Portugal had a few things going for them the Indians didn’t have when Portugal first took control of Diu. The Portuguese built a fortress to protect the city, and its commander, António da Silveira, was an experienced fighter of Gujarati forces. Though the Portuguese would eventually win the confrontation, there are a few noteworthy things about this battle, not least of all the most provocative reply to a surrender demand ever sent when Silveira wrote a note to Suleiman Pasha in response to his second demand (keep in mind, I had to remove the worst parts of it):
“I have seen the words in your letter, and that of the captain which you have imprisoned through lie and betrayal of your word, signed under your name; which you have done because you are no man, for you have no balls, you are like a lying woman and a fool. How do you intend to pact with me, if you committed betrayal and falsity right before my eyes?… Be assured that here are Portuguese accustomed to killing many moors, and they have as captain António da Silveira, who has a pair of balls stronger than the cannonballs of your basilisks, that there’s no reason to fear someone who has no balls, no honor and lies…”
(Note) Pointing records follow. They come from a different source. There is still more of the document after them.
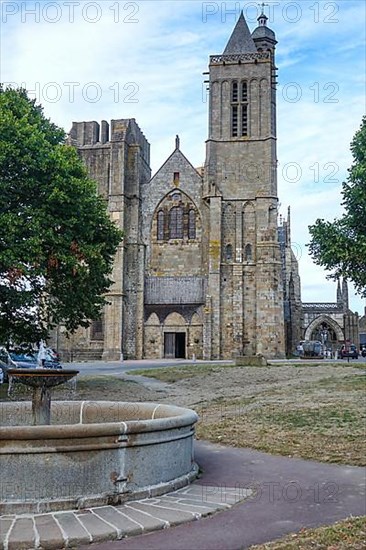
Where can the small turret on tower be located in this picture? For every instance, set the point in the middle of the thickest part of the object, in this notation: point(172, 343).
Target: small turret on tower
point(241, 40)
point(263, 37)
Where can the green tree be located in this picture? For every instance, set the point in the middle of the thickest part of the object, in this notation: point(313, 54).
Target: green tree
point(340, 246)
point(57, 242)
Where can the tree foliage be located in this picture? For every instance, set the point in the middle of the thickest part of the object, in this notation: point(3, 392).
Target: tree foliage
point(340, 246)
point(57, 242)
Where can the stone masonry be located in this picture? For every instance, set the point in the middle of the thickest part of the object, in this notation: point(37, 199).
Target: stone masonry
point(203, 270)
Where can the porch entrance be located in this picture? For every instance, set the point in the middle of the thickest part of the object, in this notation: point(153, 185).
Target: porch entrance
point(175, 345)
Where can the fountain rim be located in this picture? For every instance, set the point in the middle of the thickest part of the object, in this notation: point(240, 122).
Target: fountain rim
point(41, 371)
point(175, 417)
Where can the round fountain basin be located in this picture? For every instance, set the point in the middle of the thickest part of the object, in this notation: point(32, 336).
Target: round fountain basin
point(94, 453)
point(47, 378)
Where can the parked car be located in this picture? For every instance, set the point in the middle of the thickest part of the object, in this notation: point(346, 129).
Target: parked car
point(24, 360)
point(348, 351)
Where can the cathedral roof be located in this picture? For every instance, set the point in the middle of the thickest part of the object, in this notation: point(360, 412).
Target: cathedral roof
point(241, 40)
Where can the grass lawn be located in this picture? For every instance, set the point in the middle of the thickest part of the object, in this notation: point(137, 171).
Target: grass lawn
point(323, 420)
point(314, 412)
point(349, 534)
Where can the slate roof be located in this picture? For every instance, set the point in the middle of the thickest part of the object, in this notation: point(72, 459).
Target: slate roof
point(241, 40)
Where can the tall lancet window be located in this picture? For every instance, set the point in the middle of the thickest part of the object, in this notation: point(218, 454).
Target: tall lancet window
point(234, 108)
point(176, 222)
point(160, 226)
point(239, 109)
point(244, 109)
point(191, 224)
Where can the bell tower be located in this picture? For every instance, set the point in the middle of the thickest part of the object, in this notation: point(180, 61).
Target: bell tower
point(245, 281)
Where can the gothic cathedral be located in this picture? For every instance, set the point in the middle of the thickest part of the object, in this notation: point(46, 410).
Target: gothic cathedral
point(199, 272)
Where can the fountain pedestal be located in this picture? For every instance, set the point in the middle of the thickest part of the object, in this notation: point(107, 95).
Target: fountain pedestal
point(42, 380)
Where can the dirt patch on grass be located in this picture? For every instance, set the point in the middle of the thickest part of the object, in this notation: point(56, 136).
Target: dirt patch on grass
point(343, 535)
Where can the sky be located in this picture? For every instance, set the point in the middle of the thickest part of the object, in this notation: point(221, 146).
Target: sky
point(86, 60)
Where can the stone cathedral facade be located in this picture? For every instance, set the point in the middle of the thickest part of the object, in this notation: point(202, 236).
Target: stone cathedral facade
point(203, 270)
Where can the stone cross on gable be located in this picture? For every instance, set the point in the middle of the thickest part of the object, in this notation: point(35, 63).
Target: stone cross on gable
point(262, 5)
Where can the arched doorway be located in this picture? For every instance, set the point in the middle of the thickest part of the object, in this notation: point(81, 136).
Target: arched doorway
point(325, 330)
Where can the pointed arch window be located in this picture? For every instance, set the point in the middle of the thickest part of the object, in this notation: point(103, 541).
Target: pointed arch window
point(239, 108)
point(229, 252)
point(160, 226)
point(234, 91)
point(176, 222)
point(248, 253)
point(191, 224)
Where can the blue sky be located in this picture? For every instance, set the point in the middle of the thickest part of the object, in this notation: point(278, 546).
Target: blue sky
point(144, 59)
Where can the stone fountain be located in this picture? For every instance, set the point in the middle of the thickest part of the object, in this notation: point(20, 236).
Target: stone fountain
point(41, 380)
point(76, 454)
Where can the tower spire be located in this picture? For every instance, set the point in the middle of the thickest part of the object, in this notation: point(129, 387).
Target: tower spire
point(241, 40)
point(262, 19)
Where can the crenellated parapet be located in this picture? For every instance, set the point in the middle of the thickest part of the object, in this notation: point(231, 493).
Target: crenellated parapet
point(93, 134)
point(240, 58)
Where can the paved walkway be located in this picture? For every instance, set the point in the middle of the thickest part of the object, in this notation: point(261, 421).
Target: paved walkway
point(259, 497)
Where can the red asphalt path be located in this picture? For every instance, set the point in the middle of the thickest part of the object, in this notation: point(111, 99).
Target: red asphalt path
point(291, 494)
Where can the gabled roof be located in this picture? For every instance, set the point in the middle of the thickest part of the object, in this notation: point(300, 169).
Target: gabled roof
point(241, 40)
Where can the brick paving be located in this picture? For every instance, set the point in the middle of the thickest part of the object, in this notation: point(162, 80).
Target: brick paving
point(58, 530)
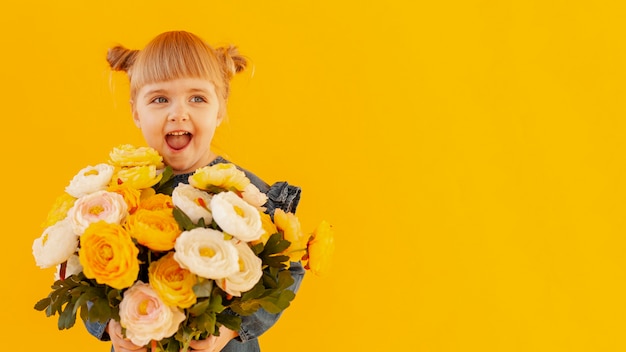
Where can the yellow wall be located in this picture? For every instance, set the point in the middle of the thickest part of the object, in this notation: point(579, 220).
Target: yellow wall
point(470, 155)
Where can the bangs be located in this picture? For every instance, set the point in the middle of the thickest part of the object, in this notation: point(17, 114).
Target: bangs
point(172, 56)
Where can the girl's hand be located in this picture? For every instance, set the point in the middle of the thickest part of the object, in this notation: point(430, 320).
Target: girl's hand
point(213, 343)
point(121, 344)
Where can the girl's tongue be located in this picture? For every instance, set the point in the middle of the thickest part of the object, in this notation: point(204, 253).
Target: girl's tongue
point(178, 141)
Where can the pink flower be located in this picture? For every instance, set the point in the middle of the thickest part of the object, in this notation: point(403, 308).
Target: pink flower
point(146, 317)
point(98, 206)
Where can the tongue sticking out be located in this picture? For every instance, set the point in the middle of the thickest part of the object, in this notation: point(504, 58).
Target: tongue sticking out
point(178, 142)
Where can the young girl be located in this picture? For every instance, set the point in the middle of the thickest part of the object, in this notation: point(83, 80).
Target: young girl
point(179, 87)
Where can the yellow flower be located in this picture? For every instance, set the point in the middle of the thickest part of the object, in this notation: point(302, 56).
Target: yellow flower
point(172, 283)
point(59, 210)
point(108, 254)
point(225, 176)
point(139, 177)
point(289, 225)
point(321, 248)
point(127, 155)
point(155, 229)
point(131, 195)
point(157, 201)
point(268, 228)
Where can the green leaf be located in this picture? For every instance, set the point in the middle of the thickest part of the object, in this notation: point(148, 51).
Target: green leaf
point(166, 185)
point(199, 308)
point(230, 321)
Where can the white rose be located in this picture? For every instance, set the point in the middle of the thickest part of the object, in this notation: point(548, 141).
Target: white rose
point(193, 202)
point(206, 253)
point(89, 180)
point(250, 272)
point(236, 217)
point(254, 197)
point(57, 243)
point(72, 267)
point(146, 317)
point(97, 206)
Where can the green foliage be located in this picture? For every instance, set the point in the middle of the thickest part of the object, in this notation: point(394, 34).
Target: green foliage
point(96, 302)
point(166, 185)
point(184, 222)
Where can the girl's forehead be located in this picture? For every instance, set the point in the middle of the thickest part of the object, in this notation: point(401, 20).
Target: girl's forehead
point(185, 84)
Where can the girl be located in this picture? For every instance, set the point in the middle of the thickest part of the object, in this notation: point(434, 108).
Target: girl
point(179, 87)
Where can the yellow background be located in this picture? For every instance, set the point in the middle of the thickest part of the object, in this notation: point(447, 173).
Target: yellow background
point(470, 155)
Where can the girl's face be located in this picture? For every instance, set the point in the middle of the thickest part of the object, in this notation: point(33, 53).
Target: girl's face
point(178, 118)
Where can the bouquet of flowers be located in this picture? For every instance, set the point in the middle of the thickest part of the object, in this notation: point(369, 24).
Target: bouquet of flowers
point(170, 263)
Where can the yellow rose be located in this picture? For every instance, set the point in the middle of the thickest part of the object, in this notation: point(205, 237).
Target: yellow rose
point(289, 225)
point(221, 175)
point(155, 229)
point(59, 210)
point(268, 228)
point(108, 254)
point(172, 283)
point(131, 195)
point(321, 248)
point(139, 177)
point(157, 201)
point(127, 155)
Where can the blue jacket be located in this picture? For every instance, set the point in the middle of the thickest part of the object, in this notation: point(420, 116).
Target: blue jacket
point(280, 195)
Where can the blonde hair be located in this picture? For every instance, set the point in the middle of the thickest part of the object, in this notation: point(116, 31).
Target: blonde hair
point(178, 54)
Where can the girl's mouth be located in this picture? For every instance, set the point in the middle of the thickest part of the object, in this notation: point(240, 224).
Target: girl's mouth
point(178, 140)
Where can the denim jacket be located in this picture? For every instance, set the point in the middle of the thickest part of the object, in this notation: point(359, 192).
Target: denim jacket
point(280, 195)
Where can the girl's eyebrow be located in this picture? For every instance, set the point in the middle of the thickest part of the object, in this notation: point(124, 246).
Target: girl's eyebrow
point(154, 91)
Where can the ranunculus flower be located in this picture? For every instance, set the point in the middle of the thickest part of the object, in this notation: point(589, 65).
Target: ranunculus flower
point(173, 283)
point(72, 267)
point(57, 243)
point(254, 197)
point(145, 317)
point(131, 195)
point(158, 201)
point(155, 229)
point(236, 217)
point(268, 228)
point(97, 206)
point(250, 272)
point(127, 155)
point(290, 227)
point(206, 253)
point(139, 177)
point(59, 210)
point(222, 175)
point(108, 254)
point(321, 248)
point(89, 180)
point(193, 202)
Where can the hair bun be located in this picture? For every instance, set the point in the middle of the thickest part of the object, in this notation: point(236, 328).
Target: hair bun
point(121, 58)
point(232, 60)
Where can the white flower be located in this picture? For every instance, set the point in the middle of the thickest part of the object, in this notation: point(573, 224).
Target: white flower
point(57, 243)
point(72, 267)
point(250, 272)
point(254, 197)
point(146, 317)
point(97, 206)
point(206, 253)
point(89, 180)
point(193, 202)
point(236, 217)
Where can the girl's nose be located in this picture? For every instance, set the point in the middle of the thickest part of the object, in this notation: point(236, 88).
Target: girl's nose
point(179, 112)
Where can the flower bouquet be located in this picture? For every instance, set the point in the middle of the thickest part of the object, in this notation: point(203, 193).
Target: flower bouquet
point(170, 263)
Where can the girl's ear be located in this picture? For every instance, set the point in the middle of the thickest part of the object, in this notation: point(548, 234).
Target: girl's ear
point(135, 114)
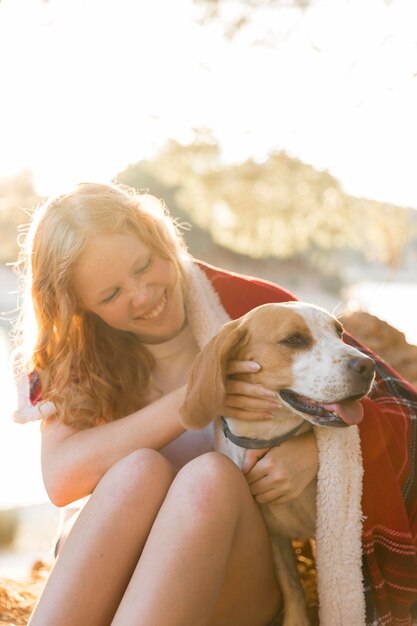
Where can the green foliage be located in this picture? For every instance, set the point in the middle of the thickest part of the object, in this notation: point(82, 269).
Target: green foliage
point(281, 208)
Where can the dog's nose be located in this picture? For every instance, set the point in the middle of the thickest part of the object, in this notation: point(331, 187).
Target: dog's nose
point(362, 365)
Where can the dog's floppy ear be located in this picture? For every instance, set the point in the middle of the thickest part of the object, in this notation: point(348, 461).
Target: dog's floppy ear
point(207, 379)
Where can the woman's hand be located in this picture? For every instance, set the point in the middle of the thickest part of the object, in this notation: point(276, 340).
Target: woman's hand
point(280, 474)
point(247, 401)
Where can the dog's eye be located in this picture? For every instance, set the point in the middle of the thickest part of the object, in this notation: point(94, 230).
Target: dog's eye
point(296, 341)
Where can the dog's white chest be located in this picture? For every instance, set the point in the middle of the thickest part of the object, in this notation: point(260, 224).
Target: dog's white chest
point(295, 519)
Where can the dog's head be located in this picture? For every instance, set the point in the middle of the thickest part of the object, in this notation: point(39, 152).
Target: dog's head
point(302, 356)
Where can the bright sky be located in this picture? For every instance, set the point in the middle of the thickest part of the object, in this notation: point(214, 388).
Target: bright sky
point(89, 86)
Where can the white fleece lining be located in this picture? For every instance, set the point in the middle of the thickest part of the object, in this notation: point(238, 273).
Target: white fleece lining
point(339, 479)
point(339, 484)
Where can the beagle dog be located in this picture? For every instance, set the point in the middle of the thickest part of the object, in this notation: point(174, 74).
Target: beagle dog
point(319, 380)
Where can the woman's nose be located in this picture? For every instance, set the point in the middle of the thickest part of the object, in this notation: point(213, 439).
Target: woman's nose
point(139, 294)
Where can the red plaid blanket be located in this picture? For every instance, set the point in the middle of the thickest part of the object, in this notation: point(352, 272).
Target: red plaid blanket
point(389, 448)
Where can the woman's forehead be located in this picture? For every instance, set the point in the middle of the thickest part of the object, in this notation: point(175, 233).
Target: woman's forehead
point(104, 262)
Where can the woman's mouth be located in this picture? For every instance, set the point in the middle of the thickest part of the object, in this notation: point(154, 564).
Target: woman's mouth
point(156, 311)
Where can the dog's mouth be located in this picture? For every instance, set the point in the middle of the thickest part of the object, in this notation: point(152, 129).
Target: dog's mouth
point(347, 412)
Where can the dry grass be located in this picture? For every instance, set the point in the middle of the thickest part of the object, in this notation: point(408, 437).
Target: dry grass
point(18, 599)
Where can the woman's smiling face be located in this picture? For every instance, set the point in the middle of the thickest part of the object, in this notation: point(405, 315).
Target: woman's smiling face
point(129, 287)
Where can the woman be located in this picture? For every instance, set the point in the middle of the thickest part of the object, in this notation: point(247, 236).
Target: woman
point(170, 532)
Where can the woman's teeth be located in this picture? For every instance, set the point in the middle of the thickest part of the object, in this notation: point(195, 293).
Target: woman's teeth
point(156, 311)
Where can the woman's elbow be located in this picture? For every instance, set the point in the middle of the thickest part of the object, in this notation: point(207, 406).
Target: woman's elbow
point(60, 489)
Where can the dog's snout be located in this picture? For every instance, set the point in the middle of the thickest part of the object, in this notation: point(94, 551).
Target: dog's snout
point(362, 365)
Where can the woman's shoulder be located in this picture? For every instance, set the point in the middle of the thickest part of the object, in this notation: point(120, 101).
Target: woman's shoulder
point(239, 293)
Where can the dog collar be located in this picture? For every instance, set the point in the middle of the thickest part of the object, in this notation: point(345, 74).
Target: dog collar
point(253, 444)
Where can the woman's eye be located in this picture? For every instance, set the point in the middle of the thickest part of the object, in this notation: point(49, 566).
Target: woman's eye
point(110, 297)
point(145, 267)
point(295, 341)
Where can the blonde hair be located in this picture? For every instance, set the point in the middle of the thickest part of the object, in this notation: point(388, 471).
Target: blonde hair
point(92, 372)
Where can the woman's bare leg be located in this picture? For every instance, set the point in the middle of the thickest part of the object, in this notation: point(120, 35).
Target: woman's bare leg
point(101, 552)
point(207, 559)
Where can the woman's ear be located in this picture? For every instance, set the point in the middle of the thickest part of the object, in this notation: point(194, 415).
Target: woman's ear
point(207, 379)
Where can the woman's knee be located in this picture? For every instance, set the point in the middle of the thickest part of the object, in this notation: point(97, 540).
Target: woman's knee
point(140, 472)
point(211, 481)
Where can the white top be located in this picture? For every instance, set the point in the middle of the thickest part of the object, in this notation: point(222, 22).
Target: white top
point(173, 359)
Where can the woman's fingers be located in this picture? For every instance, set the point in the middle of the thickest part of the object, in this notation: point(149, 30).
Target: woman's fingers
point(243, 388)
point(242, 367)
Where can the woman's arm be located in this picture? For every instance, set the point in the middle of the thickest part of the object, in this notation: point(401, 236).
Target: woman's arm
point(281, 474)
point(73, 461)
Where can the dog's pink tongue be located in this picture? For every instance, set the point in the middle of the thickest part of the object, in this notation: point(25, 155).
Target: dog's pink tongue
point(350, 411)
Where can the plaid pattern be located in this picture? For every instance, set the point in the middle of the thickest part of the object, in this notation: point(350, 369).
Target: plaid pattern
point(389, 449)
point(389, 444)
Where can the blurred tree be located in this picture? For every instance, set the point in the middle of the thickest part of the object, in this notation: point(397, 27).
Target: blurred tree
point(17, 195)
point(281, 208)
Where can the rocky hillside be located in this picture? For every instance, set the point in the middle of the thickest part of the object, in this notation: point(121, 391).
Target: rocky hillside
point(385, 340)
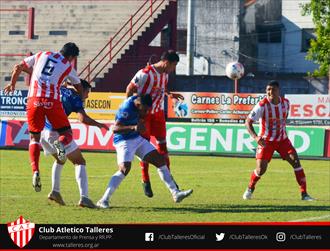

In response to that surrender demand, the Turkish commander ordered an immediate assault on the Portuguese fortress, bombarding it for nearly a month with cannons from the land and from his ships at sea. He then ordered a full assault of a small fortlet that stood in the mouth of the nearby river. Inside, just a handful of Portuguese troops were holding out against hundreds of enemy troops, some of them the feared Ottoman Janissaries.
Inside one of the bastions, a Portuguese soldier believed he was the only survivor of the fortlet. He was out of ammunition but still had the powder necessary to kill the oncoming enemy. The Turks, fully believing the man was indeed out of ammunition were surprised to get shot while trying to enter the bastion, anyway. According to a Dutch priest who was present, the man ripped his own tooth out and loaded it into his weapon so he could keep fighting.
Though various Indian forces would attempt to retake Diu over the coming centuries, they would not be able to control the city until the Portuguese relinquished it to the Indian government in 1961.